The relation between oxidative stress and inflammatory reactions has also been studied in several infectious diseases in pigs such as pneumonia, enteritis, and sepsis (8). In this study, associations between salivary oxidative stress and immune markers were observed; however, those associations varied with the pathological condition analyzed. Additionally, oxidative stress could be generated by immune activation, physical exercise, or stress (67), and stressors can enhance oxidative stress reactions (7). Accordingly, in our study, we have also shown associations between the psychological stress and oxidative stress markers.

Nevertheless, a more practical purpose of the study was to monitor the behavior of all the selected biomarkers in the different pathological conditions to search for analytical patterns that could discriminate between disease conditions. Using the complete set of salivary biomarkers, our preliminary PCA analysis could differentiate all the pathological conditions studied from the group of healthy pigs. The distance between the group of pigs with lameness, rectal prolapse, and dyspnea from the healthy condition was evident. Nevertheless, distances between some diseases, specifically tail-biting lesions and diarrhea, should be higher for optimal clinical applications. Therefore, further studies with larger number of animals or even additional biomarkers should be performed to increase the proportion of variance explained by the analysis.
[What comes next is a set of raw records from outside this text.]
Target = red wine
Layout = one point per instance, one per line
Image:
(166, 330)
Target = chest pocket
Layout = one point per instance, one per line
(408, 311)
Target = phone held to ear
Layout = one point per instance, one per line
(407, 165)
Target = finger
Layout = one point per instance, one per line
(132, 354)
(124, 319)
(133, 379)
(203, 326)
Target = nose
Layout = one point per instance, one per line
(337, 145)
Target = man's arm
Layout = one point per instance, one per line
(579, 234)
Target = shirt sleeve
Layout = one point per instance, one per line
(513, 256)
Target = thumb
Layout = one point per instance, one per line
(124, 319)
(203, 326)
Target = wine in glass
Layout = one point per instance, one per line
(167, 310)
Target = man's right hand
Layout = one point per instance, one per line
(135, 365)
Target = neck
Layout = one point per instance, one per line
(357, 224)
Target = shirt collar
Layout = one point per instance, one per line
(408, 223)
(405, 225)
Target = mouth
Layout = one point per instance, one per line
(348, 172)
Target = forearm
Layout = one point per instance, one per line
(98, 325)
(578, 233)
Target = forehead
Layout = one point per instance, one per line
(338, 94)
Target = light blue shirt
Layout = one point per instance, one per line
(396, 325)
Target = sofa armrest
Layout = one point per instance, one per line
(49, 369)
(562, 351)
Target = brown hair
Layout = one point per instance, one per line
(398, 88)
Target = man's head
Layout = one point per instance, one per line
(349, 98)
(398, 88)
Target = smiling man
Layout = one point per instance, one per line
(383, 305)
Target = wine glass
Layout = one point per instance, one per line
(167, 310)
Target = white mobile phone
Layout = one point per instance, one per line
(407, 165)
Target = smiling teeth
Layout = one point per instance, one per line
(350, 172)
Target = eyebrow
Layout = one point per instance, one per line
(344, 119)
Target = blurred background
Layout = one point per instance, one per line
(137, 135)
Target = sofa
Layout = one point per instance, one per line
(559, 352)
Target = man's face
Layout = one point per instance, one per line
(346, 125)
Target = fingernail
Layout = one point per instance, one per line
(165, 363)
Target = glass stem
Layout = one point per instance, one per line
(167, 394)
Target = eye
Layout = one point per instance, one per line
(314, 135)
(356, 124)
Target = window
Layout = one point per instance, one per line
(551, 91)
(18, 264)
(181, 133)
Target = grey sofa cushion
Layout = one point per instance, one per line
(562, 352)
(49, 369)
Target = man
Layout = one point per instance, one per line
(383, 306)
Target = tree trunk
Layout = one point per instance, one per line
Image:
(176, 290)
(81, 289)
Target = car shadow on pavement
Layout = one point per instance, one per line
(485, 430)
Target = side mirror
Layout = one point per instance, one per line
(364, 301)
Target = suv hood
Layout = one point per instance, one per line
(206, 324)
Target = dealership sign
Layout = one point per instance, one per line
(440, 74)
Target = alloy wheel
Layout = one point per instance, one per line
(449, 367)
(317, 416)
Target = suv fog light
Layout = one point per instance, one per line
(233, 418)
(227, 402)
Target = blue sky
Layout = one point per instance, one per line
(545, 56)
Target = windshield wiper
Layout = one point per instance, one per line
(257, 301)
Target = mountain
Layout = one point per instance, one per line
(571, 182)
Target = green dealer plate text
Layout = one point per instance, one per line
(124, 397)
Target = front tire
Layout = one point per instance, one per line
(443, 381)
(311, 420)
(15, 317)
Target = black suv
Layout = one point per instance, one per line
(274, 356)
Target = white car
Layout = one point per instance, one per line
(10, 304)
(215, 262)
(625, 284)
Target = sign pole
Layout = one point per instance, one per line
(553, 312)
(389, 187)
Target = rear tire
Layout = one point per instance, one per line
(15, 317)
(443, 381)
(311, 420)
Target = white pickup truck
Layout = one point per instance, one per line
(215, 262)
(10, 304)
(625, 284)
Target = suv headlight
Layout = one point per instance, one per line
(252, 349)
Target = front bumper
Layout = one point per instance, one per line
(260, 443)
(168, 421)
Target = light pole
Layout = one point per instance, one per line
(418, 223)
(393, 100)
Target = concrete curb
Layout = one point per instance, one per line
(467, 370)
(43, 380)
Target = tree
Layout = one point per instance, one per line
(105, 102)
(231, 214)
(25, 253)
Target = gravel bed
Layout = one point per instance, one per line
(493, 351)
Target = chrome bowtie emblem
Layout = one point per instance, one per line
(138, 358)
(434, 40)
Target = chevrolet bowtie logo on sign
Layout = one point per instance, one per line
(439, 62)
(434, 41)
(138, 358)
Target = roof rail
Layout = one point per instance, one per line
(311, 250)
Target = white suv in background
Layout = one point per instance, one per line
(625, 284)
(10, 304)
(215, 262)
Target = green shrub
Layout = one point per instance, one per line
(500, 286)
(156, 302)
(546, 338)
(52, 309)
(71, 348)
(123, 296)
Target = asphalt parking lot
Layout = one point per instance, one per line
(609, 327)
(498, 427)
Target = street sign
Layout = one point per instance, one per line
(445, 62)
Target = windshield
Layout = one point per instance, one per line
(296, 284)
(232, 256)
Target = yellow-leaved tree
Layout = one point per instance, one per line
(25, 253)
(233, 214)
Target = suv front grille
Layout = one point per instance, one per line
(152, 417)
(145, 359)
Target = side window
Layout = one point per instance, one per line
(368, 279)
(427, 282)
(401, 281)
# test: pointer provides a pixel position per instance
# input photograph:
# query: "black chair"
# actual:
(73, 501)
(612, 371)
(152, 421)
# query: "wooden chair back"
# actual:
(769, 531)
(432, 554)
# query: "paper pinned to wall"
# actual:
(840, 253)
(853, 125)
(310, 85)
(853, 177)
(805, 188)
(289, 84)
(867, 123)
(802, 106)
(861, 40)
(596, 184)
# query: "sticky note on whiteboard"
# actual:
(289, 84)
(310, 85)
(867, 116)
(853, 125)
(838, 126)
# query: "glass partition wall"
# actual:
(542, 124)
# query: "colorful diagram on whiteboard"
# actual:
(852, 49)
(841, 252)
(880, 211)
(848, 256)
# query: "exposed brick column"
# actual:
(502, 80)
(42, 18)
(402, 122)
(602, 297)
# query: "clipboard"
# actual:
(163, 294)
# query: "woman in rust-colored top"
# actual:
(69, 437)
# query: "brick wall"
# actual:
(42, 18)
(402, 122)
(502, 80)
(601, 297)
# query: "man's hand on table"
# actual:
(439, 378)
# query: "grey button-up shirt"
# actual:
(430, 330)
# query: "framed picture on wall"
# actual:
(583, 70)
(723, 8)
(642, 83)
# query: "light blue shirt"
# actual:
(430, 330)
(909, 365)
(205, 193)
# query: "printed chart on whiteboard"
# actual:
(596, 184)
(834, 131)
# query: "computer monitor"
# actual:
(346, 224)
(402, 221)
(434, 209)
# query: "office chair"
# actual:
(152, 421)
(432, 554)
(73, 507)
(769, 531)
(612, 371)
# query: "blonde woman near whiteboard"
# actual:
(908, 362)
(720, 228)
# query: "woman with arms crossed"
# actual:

These preliminary results demonstrate a great potential for salivary analytics to be further exploited for disease characterization using machine learning methods. However, some additional studies should be performed to improve the diagnostic utility of the salivary clinical data in near future.

In conclusion, an analytical connection between immune system and stress has been identified with variations between porcine diseases. The study of the behavior of a panel of biomarkers of innate and adaptive immune response and psychological and oxidative stress status have allowed us to have a first porcine disease differentiation approach. At a practical level, the findings should be explored in a larger number of animals for successfully discriminating between pathological conditions in pigs using salivary analytics. This approach could be used to monitor health and welfare in pig production for the early diagnosis and the prevention of welfare and health problems.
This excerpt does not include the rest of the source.